Could it be that the decision to change to an "SNG-NGCC" configuration was made to quiet those objections?
How else could those "business models" have justified the extra cost of producing SNG, and the loss of about 10% of the syngas heating value in the process?
If in fact the project design had already been changed, and requests for permit modifications were duly filed, why wasn't that noted in the EPA order of December, 2009 along with other permit history?
As it turned out, due to the long delay in KDQA action on the permit modifications, the EPA order would appear to be totally irrelevant, and a waste of time, since the main objection to the permit (failure to consider natural gas as the primary fuel) was already a moot point.
Why didn't the KDAQ act in a more timely manner instead of waiting until after the EPA order to issue a new permit? Was not the original permit already invalidated by the change in design filed in 2008?
Again, "anonymous" is invited to add further comment to help clarify these issues.
Finally, the comment points out that the EPA order "seemed to go out of its way to praise IGCC" as a cleaner alternative to conventional coal-based power generation.
That may be true. And it may also true that the EPA is now selectively reviewing existing permits for conventional coal plants to decide whether IGCC should be included in the BACT analysis.
True, all of this may be positive for IGCC.
But if IGCC power projects continue to cave under the pressure (be it economical or environmental), and convert to "hybrid IGCC" or "SNG-NGCC", then, as we said at the outset of yesterday's posting, this very well could mean the end of the IGCC concept as we know it.
Text of anonymous comment to original posting:
The developers of Cash Creek made the decision to switch from IGCC to SNG with a co-located NGCC plant in 2008-- some 12 -18 months before the December 2009 EPA objection letter to the original IGCC permit.
The plant's developers filed air permit and water permit modifications to the original IGCC permit in 2008, and hearings on both of the modifications were held months before the EPA objection letter was received.

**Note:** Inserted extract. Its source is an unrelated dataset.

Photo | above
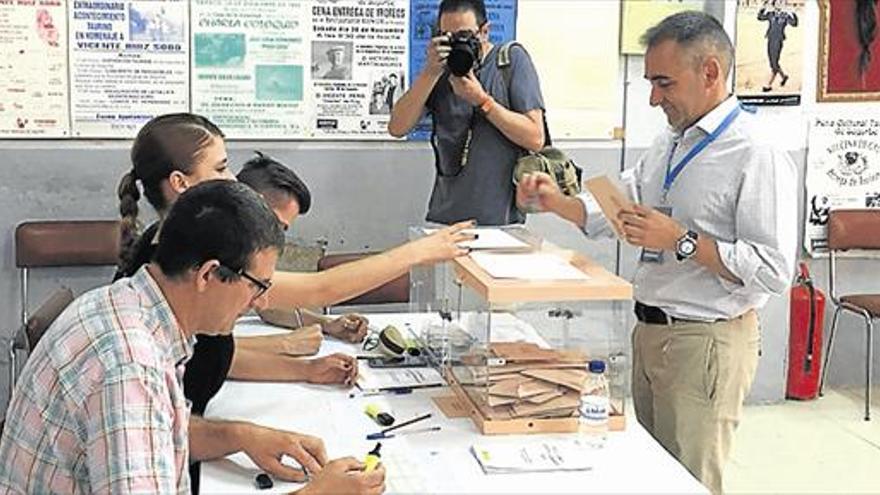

So I think the article misses the point on the letter. The technology change from IGCC to SNG-NGCC was driven by business models, not by some EPA-imposed permit letter.
KY regulators had 90 days to respond to the December 2009 objection letter. They could have agreed with EPA and voided the permit, modified the existing permit, or issued a new one. Because the developers had long before filed applications for a different technology and the permitting process was so advanced, KY addressed the question by issuing the new air permit.
What EPA intended to say about IGCC in the objection letter is open to some debate. I respect the opinions of those in industry that see it as an attack on coal, but I read the letter differently. The EPA seemed to go out of their way to praise IGCC in the letter, stress this wasn't about coal, and only about documentation in the record.
Time will tell what EPA really intended.